The Bronze Horseman, one of many tributes to the city’s founder, Peter the Great, stands in Senatskaia Ploschad. It sits near the Admiralty facing the Neva River, not far from St. Isaac’s Cathedral.
Sponsored by Catherine the Great as a tribute to Tsar Peter, it shows the founder of St. Petersburg atop a horse, in Roman style. With a pedestal made from a single block of red granite molded in the shape of a cliff, it is one of the cities must-see outdoor attractions.
The Alexander Column is another monument to one of Russia’s rulers, in this case the Tsar who opposed Napoleon in the early 19th century. Almost 156 feet/47.5 m tall, it is topped with an angel holding a cross. Interestingly, like many aspects of St. Petersburg, the style of the cross is not Russian Orthodox, but Protestant. Designed by the architect of St. Isaac’s Cathedral it is one of the city’s finest outdoor sights.
Catherine the Great
Unveiled in 1873, this outstanding work depicts the woman who almost single-handedly led Russia into the modern European world. She is surrounded by several figures who helped carry out her plans. There are images of General Suvorov, Prince Potemkin and Ekaterina Dashkova, the first woman to chair the Russian Academy of Sciences.
Located just off Nevsky Prospekt, not far from Anichkov Palace, it shows the great woman in a contemplative pose, holding her scepter and an olive wreath. The pedestal is intricately carved and adds to the effect of this fine monument.
But not all monuments in St. Petersburg are dedicated to its rulers. Among this city of culture is a great statue of the famed writer Dostoyevsky, erected only in 1997. The sculpture is located in Vladimirskaya Ploshchad, across from Vladimir Cathedral in the neighborhood where the great author began and ended his career.
Though a recent work, it is (unlike many modern sculptures) recognizable and a tribute to a giant of literature. Seated, observing his surroundings, the statue shows him relaxed, but concentrated as befits the subject.
Siege of Leningrad
Last, but far from least on our list, is the superb monument to those who withstood the 900-day Siege of Leningrad during WWII. St. Petersburg was renamed Leningrad after the Bolshevik Revolution, then reverted to its historical name after the dissolution of the Soviet system.

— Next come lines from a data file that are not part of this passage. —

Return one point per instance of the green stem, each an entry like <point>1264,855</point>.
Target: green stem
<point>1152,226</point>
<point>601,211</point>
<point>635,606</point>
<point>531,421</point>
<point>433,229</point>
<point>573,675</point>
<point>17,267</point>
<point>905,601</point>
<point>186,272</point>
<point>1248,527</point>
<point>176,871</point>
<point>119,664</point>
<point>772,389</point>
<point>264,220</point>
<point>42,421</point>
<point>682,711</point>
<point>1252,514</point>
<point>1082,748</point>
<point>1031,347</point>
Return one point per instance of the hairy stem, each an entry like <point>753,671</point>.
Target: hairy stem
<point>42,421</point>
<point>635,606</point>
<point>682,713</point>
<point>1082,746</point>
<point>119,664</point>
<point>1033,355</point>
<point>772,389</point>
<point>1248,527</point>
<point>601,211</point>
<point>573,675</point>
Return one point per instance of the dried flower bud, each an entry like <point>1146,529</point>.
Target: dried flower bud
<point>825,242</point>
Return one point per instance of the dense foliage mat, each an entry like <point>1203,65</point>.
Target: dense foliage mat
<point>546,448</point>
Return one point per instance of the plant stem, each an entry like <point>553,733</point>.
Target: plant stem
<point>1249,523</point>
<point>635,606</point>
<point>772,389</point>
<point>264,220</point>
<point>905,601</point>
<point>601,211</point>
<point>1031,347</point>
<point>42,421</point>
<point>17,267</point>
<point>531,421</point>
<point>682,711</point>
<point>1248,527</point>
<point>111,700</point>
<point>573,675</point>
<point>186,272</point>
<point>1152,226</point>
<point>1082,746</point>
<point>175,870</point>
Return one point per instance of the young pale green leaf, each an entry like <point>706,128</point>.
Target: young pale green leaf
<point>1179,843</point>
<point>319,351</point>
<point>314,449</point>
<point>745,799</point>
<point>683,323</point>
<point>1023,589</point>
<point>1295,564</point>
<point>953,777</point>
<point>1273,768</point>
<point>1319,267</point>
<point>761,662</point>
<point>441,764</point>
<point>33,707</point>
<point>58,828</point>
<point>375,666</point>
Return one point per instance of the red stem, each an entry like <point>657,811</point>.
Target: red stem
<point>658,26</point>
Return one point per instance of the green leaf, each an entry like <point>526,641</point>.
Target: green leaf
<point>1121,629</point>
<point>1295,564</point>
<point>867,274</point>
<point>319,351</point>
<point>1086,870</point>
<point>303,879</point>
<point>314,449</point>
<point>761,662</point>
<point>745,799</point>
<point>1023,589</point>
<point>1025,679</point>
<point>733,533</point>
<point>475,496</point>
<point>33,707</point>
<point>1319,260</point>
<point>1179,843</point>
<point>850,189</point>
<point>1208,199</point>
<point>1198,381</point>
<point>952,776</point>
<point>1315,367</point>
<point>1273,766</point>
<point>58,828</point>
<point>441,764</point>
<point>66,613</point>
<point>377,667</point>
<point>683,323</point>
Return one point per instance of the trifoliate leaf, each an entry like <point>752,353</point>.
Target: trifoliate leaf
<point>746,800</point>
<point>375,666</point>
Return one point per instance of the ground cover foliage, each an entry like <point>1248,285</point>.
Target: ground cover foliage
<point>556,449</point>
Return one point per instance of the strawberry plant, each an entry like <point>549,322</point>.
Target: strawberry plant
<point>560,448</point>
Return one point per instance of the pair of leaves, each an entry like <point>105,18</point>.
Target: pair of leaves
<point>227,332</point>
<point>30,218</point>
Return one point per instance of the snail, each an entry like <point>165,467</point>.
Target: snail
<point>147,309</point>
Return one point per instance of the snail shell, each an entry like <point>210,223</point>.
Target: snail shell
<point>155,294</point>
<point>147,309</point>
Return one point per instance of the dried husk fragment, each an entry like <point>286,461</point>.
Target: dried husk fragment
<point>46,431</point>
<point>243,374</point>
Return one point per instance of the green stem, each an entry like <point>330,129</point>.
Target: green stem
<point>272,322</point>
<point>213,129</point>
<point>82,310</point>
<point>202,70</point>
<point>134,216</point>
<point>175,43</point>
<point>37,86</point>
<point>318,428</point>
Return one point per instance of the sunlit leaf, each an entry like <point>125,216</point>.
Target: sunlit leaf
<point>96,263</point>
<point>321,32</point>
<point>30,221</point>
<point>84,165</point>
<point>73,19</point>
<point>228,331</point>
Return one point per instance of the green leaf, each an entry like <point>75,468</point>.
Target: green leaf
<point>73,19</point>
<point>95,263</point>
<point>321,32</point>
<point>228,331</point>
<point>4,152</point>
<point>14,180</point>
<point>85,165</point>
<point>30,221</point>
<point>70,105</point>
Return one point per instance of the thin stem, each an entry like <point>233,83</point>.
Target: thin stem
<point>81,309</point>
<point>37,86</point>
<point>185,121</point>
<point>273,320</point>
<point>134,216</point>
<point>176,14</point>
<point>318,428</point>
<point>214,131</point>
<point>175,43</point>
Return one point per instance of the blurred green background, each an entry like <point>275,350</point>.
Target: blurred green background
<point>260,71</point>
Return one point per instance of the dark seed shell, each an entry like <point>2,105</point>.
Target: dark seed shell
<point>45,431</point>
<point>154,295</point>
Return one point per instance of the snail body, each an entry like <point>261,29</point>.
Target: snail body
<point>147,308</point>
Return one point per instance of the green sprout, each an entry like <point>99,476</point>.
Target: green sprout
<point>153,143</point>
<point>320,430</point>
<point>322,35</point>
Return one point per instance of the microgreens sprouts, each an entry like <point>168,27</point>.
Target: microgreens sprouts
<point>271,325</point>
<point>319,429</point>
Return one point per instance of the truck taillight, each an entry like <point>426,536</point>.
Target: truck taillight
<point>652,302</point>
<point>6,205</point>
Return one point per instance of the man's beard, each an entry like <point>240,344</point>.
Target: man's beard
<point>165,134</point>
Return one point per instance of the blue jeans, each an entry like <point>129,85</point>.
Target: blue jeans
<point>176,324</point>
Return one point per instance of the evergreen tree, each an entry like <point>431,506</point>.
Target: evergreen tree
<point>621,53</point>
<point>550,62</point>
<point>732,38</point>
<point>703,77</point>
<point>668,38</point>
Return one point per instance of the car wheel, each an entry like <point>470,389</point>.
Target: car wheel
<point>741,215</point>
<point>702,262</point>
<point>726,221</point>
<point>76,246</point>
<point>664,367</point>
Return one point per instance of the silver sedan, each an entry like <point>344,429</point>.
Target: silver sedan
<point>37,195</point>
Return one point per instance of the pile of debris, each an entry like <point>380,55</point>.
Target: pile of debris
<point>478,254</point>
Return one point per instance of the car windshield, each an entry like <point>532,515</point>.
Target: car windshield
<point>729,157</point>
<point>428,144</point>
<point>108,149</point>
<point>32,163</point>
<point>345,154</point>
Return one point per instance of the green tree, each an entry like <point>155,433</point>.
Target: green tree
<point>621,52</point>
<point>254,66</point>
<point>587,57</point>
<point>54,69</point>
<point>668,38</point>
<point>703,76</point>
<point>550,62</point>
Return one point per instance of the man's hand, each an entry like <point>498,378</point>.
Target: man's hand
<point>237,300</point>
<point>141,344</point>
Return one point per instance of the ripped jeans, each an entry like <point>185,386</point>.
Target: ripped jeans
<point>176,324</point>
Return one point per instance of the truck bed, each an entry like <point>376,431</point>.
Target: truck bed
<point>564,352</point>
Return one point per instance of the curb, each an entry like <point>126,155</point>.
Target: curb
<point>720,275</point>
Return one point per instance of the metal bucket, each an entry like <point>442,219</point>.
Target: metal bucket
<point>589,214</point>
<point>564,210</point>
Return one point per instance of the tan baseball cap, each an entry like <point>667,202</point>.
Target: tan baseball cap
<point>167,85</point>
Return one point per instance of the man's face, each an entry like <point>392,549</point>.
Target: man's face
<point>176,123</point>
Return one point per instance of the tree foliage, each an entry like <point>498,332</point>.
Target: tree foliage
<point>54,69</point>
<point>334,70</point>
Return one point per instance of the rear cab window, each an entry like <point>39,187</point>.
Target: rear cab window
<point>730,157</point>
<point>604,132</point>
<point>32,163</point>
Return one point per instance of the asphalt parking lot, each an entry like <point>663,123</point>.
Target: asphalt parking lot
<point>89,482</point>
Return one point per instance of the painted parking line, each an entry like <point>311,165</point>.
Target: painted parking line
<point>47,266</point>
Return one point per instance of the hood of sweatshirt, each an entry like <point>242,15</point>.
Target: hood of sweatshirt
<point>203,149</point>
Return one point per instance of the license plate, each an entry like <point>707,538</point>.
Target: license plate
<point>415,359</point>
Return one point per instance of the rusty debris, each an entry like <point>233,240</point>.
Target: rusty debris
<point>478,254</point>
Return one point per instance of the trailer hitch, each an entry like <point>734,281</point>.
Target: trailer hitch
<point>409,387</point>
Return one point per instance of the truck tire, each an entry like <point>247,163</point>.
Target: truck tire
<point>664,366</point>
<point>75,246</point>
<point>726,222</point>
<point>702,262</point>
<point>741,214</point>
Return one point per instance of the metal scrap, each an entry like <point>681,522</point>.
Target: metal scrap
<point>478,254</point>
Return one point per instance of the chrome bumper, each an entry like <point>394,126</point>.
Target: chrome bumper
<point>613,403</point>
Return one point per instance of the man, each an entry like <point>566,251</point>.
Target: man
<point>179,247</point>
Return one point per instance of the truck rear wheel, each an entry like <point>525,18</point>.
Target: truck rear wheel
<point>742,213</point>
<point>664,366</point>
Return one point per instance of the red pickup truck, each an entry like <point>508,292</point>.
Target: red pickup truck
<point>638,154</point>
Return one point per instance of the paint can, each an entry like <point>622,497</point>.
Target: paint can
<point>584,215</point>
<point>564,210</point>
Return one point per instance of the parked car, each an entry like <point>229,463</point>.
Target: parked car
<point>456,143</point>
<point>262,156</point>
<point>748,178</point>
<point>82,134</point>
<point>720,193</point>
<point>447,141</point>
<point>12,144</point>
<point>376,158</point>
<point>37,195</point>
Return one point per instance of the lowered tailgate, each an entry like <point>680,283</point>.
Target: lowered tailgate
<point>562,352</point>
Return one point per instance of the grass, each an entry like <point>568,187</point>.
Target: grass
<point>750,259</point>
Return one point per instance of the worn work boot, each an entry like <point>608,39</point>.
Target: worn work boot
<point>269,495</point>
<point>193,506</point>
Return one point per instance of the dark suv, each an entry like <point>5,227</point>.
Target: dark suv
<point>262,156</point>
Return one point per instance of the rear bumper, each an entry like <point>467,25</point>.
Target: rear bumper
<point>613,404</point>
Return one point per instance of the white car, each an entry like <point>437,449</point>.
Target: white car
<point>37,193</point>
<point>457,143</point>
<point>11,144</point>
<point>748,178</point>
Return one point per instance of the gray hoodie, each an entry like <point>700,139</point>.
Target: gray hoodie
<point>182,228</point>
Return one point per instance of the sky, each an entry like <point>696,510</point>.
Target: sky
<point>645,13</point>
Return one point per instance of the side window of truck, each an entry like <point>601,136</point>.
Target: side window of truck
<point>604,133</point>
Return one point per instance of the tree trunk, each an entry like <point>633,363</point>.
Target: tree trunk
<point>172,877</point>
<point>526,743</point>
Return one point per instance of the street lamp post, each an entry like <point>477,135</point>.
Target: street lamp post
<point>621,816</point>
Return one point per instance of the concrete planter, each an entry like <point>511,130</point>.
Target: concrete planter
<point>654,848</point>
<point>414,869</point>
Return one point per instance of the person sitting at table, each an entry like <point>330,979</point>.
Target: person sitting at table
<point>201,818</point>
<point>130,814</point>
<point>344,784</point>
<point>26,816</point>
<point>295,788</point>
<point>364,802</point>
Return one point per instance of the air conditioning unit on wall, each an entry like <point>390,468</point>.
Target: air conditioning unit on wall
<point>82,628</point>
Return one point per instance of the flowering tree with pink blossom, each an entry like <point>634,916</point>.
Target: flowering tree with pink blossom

At the center is an obelisk that serves as the focal point of a ring lit with gas torches. Unlike many outdoor monuments, this one has an interior as well. In an underground memorial hall there is an exhibition that provides a wealth of sights and information about that historic period of St. Petersburg’s past.
There are numerous sculptures, a documentary and English-speaking guides that add to the experience.
One could easily spend a week or more just walking and viewing St. Petersburg’s impressive list of monuments. The Narva Triumphal Arch, the Moscow Triumphal Gates and even the humble statue of the ‘Tsar Carpenter’ and many more are all worth a visit in this city dedicated to culture.